Глеб держал своего коня, который мог увязаться за Михеем, а Спиридон уже ласково потрепал гриву Зорьки - кобыла неожиданно присмирела, услышав топот, и новому хозяину далась.
– Кто тут был?
– подскакали белые конники.
– Два пацана, станичники, - ответил Спиридон.
– Вот мать иху так! Ночью прибыл какой-то полковник и разматерил атамана и есаула за перемирие - красных, говорит, тут на
– Что за полковник?
– По фамилии Арбелин.
– Эге, - свистнул Спиридон, - знакомая фамилия, служили мы у него в полку. Где он квартирует?
– Наверное, в "Бристоле", а может, и в "Гранд-отеле".
– Это шишка крупная, тут он неспроста, надо с ним повидаться.
– Уже слышно: всем идти на Москву - и больным, и легко раненным, до пятьдесят лет - всем под ружье.
– Всю жизнь казаки шли на Москву - и ни разу не взяли!
– говорит Спиридон.
– Ты к чему это, сотник?
– покосился волчьей сотни казак. Запорожская Сечь разве не грабила Москву?
– К тому, что теперь непременно возьмем, - опустил глаза сотник.
– Выпить есть?
– спросил волчак.
– Вон у хозяина спроси, - Спиридон показал на Федора.
– Ваши бабы?
– облизнул губы волчак, видя Марию и Фолю.
– Наши, жены, с левого края моя, а с правого брата.
Услышав это, Глеб направился к Марии и завел с ней разговор. Казаки повернули в станицу.
УЧЕНИЕ О ЧЕРЕПЕ
По причине болезни печени князь Арбелин прибыл в станицу подлечиться целебной водой. Заодно возглавил тощий гарнизон, инвалидную команду. Все боеспособные силы ушли на северный фронт. Наступал самый решительный момент гражданской войны - поход Деникина на Москву.
За последние годы Арбелин почти не изменился, по-прежнему не сделал никакой карьеры и даже чином не вырос. Служил он давно по инерции. Его княжеское происхождение и философия - а он был философом - никого не интересовали. В белой армии была масса офицеров из низов, взводных ванек, и им вряд ли пришлись бы по душе аристократические теории князя.

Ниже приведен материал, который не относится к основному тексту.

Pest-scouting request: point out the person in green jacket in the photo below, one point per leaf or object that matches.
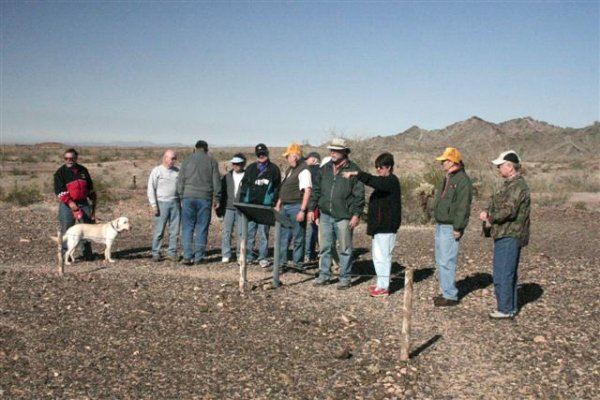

Белый комендант занял люкс в "Гранд-отеле", свез туда половину курортной библиотеки, запасся винами, толковым поваром и искал хорошее общество. В станице он встретил знакомого Александра Синенкина. Арбелин принадлежал к тому типу людей, о которых сказано, что их сгубило салонное остроумие. Его конек - фраза. Похлебывая из тонкого бокала, в мерцании свечей и золотых корешков книг, князь просвещал станичных собеседников. Кроме Александра, к нему приходили по вечерам новоиспеченный директор курортов, несколько медиков, имеющих частные лечебницы, две-три дамы сомнительной репутации, занесенные сюда ветром войны.
– Господа! Главное: происхождение. Вот и наш уважаемый агроном Александр Федорович утверждает, что все дело в корне. Однажды мы с ним оказались в чужом городе и изучали по книгам древнейшее дно моря, некогда плескавшееся на месте Кавказа. Мы "штурмовали" с ним белые твердыни Эльбруса, "разыскивали" в старых моренах стоянки первых людей и пришли к выводу, что Кавказ - легендарная, оставшаяся лишь в преданиях родина, праколыбель человечества.
Поскольку это был главный постулат новой теории князя, тут станичный философ возбуждался, начинал ходить по яркому ковру, поднимая палец к голове.